Займы стали одним из важнейших источником средств для индустриального строительства. При этом, взяв в долг, государство не торопилось рассчитаться со своими гражданами...
В ГОДЫ ПЕРВОЙ ПЯТИЛЕТКИ (1928-1932гг.)
После пожара 1926 года все промышленные и коммунальные предприятия города были объединены в единый промкомбинат. Во вновь созданную структуру вошли: водопровод, электростанция, скотобойня, баня, ассенизаторский обоз, 2 магазина Укомхозторга, кирпичеделательный завод, механическая мукомольная мельница, лесопильный и механический чугунолитейный заводы, типография [1]. Численность занятых на производстве была небольшой и составляла 196 рабочих и служащих [2]. В условиях нэпа комбинат работал рентабельно и получил за 1925-1926 хозяйственный год 45 тысяч рублей прибыли [3].
В годы первой пятилетки в Котельниче началось строительство новых промышленных объектов. 1 июля 1930 года был сдан в эксплуатацию трехрамный лесозавод. Старый - на одну раму - законсервирован. После пуска завод простаивал и был загружен только на две трети. 9 октября 1930 года дала ток новая электростанция мощностью 450 кВт/часов, её предшественница вырабатывала только 31,5 кВт [4].
Экономический потенциал предприятий хотя и был невелик, но и он использовался не на полную мощность.
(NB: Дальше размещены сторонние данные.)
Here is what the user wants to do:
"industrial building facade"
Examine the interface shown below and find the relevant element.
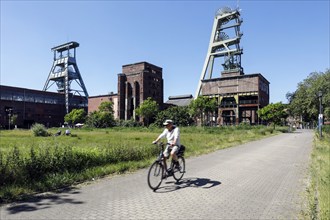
[0,85,87,128]
[118,62,164,120]
[201,74,269,125]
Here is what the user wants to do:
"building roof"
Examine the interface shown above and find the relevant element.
[166,95,194,106]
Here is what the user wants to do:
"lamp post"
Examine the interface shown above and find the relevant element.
[318,91,323,138]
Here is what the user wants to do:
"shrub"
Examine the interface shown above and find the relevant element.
[31,123,50,137]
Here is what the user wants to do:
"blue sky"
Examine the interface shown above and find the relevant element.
[0,0,330,103]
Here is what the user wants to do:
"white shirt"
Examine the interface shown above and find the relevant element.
[158,127,180,147]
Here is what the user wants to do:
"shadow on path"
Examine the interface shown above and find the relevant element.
[4,188,84,214]
[155,177,221,193]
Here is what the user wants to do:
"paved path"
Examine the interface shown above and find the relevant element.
[0,130,313,220]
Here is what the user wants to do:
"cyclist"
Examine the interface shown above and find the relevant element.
[152,119,181,171]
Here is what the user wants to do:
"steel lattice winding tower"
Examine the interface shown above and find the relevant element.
[43,41,88,113]
[195,7,244,97]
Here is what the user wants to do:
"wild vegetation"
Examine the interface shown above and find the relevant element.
[305,126,330,219]
[0,125,287,202]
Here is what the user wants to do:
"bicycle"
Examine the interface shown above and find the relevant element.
[148,143,186,191]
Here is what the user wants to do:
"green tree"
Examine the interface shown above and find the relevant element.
[135,97,159,126]
[86,102,115,128]
[155,106,193,127]
[257,102,288,129]
[64,108,86,124]
[286,69,330,125]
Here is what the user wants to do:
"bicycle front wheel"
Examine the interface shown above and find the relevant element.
[173,156,186,181]
[148,161,164,191]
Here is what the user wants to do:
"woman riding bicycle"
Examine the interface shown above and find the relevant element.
[152,120,181,171]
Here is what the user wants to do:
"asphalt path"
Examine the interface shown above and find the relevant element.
[0,130,313,220]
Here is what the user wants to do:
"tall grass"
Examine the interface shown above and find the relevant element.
[0,126,286,203]
[306,126,330,219]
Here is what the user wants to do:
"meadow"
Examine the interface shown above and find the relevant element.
[305,125,330,219]
[0,126,287,203]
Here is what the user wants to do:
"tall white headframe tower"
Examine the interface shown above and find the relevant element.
[195,7,244,98]
[43,41,88,113]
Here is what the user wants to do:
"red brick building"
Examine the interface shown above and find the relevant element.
[118,62,164,120]
[88,93,118,119]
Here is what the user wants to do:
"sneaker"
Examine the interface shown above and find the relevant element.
[174,161,180,170]
[167,168,173,176]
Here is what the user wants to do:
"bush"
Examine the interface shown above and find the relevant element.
[31,123,51,137]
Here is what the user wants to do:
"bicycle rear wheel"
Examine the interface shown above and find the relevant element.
[148,161,164,191]
[172,156,186,181]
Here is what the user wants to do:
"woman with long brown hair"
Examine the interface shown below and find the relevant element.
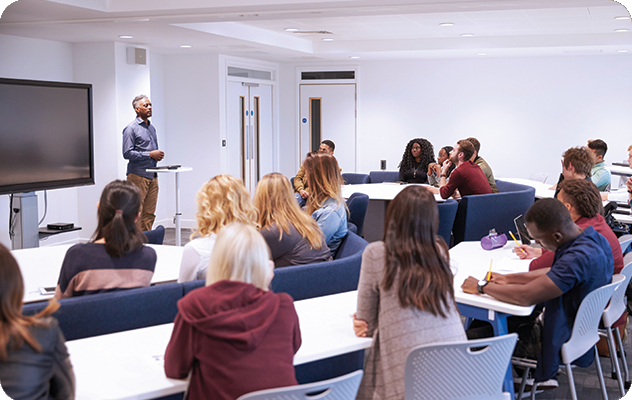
[55,180,156,299]
[0,244,75,400]
[353,186,467,399]
[178,174,257,282]
[254,172,331,267]
[303,152,347,257]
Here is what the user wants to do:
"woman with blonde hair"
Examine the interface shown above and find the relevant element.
[164,223,301,400]
[254,172,331,267]
[0,244,75,400]
[178,175,257,282]
[303,153,347,257]
[353,186,467,400]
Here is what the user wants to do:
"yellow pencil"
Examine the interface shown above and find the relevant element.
[509,231,527,256]
[485,258,494,281]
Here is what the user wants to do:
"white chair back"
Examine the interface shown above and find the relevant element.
[561,274,625,364]
[237,370,364,400]
[405,333,518,400]
[602,263,632,328]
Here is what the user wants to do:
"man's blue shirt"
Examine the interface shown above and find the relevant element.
[123,117,158,179]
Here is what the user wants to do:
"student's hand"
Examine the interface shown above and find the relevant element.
[490,272,509,285]
[461,276,479,294]
[353,313,369,337]
[149,150,165,161]
[514,244,542,260]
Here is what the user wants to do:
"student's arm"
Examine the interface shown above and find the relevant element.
[461,269,563,306]
[165,314,194,379]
Несмотря на объявляемые постоянно недели и месяцы штурма, ударные кварталы изменить ситуацию не удавалось. С марта 1929 по ноябрь 1930 года чугуно- литейный механический завод выполнил план на 88 %, механическая мельница - на 73 % (в октябре-ноябре простой 300 часов), старый кирпичный завод - на 49,6 % [5].
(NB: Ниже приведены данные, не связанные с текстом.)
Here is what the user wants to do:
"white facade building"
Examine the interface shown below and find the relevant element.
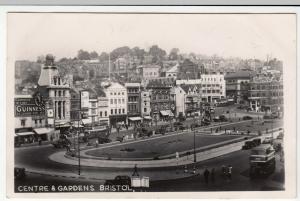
[176,73,226,102]
[104,82,127,125]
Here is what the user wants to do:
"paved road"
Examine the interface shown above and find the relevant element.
[16,146,284,191]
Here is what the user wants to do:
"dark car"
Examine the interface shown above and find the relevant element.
[98,137,111,144]
[51,138,71,148]
[104,175,131,186]
[242,141,256,150]
[252,138,261,146]
[243,116,253,120]
[14,167,26,179]
[116,136,124,142]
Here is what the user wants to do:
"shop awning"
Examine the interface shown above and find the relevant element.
[33,128,54,135]
[144,116,152,120]
[128,117,142,121]
[166,110,174,117]
[160,110,169,116]
[81,119,92,124]
[16,132,34,136]
[55,122,71,128]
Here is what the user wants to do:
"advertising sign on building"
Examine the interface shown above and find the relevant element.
[15,94,45,117]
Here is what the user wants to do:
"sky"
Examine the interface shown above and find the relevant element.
[7,13,296,61]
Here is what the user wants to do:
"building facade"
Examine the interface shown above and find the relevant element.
[104,82,127,126]
[37,55,71,132]
[225,71,254,104]
[249,77,283,112]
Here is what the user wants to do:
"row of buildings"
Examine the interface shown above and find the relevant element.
[15,55,283,142]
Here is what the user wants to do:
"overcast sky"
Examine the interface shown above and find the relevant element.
[8,13,296,60]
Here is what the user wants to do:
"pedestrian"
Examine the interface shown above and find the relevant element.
[184,165,188,173]
[222,165,226,176]
[228,165,232,180]
[210,168,215,183]
[132,164,139,176]
[204,168,209,184]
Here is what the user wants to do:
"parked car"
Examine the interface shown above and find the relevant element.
[262,136,273,144]
[252,138,261,146]
[116,136,124,142]
[51,138,71,148]
[98,137,111,144]
[104,175,131,186]
[243,116,253,120]
[242,141,255,150]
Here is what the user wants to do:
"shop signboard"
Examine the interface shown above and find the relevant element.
[15,94,46,117]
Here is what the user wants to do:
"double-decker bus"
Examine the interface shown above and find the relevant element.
[250,144,276,177]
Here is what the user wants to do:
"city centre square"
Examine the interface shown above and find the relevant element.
[6,13,296,198]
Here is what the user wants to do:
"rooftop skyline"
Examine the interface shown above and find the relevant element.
[8,13,296,62]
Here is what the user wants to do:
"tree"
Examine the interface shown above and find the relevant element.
[99,52,109,61]
[169,48,179,60]
[90,51,99,59]
[131,47,146,60]
[149,45,167,63]
[36,55,45,64]
[110,46,132,61]
[77,50,90,60]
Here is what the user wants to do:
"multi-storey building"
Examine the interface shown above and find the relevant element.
[180,84,201,117]
[125,83,142,124]
[141,89,151,120]
[248,76,283,112]
[225,71,255,104]
[147,84,175,121]
[137,64,160,80]
[103,82,127,126]
[37,55,71,132]
[176,73,226,102]
[171,86,186,117]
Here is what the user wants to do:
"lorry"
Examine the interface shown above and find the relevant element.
[249,144,276,178]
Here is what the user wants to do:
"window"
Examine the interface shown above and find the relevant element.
[21,119,26,126]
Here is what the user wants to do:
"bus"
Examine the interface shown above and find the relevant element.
[249,144,276,178]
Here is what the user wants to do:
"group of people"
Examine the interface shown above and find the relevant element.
[203,165,232,184]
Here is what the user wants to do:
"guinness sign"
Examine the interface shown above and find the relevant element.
[15,93,45,117]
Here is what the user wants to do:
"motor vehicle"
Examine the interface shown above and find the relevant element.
[242,141,256,150]
[243,116,253,120]
[277,132,283,139]
[14,167,26,179]
[249,144,276,178]
[51,138,71,148]
[201,119,210,126]
[252,138,261,146]
[104,175,131,186]
[98,137,111,144]
[116,136,124,142]
[262,136,273,144]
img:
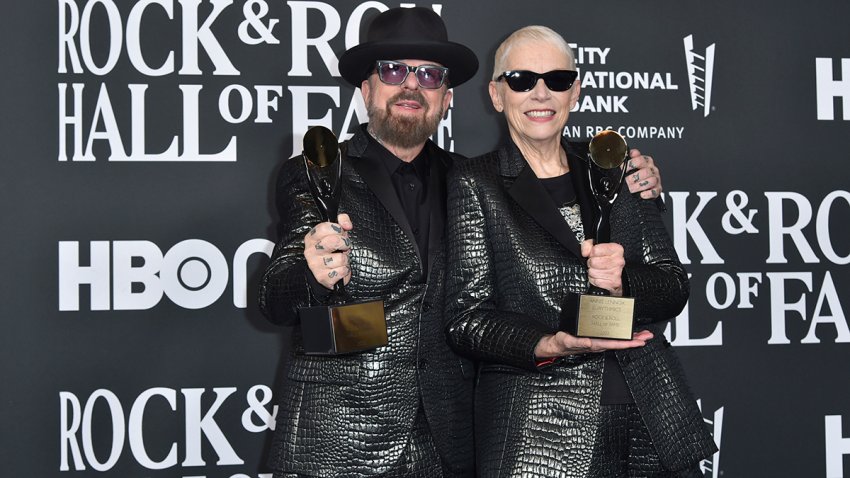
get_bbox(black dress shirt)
[363,135,433,280]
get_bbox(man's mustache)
[387,91,428,108]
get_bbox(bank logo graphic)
[815,58,850,121]
[684,35,714,116]
[697,400,723,478]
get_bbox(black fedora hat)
[339,7,478,87]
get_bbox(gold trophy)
[298,126,387,355]
[567,130,635,340]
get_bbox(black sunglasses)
[375,60,449,90]
[496,70,578,92]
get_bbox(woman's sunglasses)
[496,70,578,92]
[376,60,449,90]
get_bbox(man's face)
[360,60,452,148]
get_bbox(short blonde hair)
[493,25,576,81]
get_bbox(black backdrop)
[0,0,850,478]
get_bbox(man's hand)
[625,149,661,199]
[304,214,354,289]
[581,239,626,297]
[534,330,653,359]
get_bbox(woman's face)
[489,41,580,143]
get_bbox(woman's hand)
[625,149,661,199]
[534,330,653,359]
[304,214,354,289]
[581,239,626,297]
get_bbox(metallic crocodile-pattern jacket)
[260,128,474,477]
[446,142,716,478]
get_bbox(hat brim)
[339,42,478,88]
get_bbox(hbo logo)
[59,239,274,311]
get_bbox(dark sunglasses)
[496,70,578,92]
[375,60,449,90]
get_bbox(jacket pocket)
[287,355,360,385]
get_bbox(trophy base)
[298,300,387,355]
[561,294,635,340]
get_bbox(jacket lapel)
[426,146,452,274]
[499,144,581,258]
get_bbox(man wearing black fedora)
[260,7,660,478]
[260,8,478,477]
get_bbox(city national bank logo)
[697,400,723,478]
[815,58,850,121]
[684,35,714,117]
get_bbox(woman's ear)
[487,81,505,113]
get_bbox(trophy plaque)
[565,130,635,340]
[298,126,387,355]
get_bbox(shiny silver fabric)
[260,129,473,477]
[446,139,715,477]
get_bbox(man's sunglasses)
[376,60,449,90]
[496,70,578,92]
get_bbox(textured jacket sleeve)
[259,157,321,325]
[611,192,690,325]
[446,168,554,370]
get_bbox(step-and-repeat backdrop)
[0,0,850,478]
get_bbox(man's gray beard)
[366,91,443,149]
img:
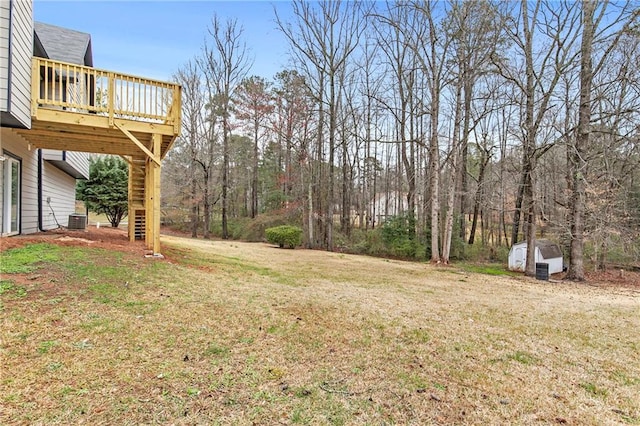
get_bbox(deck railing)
[31,57,181,134]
По устранению недостатков в работе промышленности городской Совет проводил активную работу с руководителями и коллективами предприятий. К ноябрю 1930 года за 21 месяц отчётного периода президиум Совета 37 раз заслушивал хозяйственные вопросы, провел 5 выездных заседаний [6].
Принятые административные решения не привели к коренному улучшению дел в 1931 году. Райисполком по итогам первого квартала отмечал, что “районная, объединённая в Промкомбинат, промышленность особый квартал закончила с крайне неудовлетворительными показателями, дав выполнение валовой продукции - 42,2 %, производительности труда - 63 %, заработной плате - 125 % от плановых предложений... простои на лесозаводах... выразились 41,5 %” [7].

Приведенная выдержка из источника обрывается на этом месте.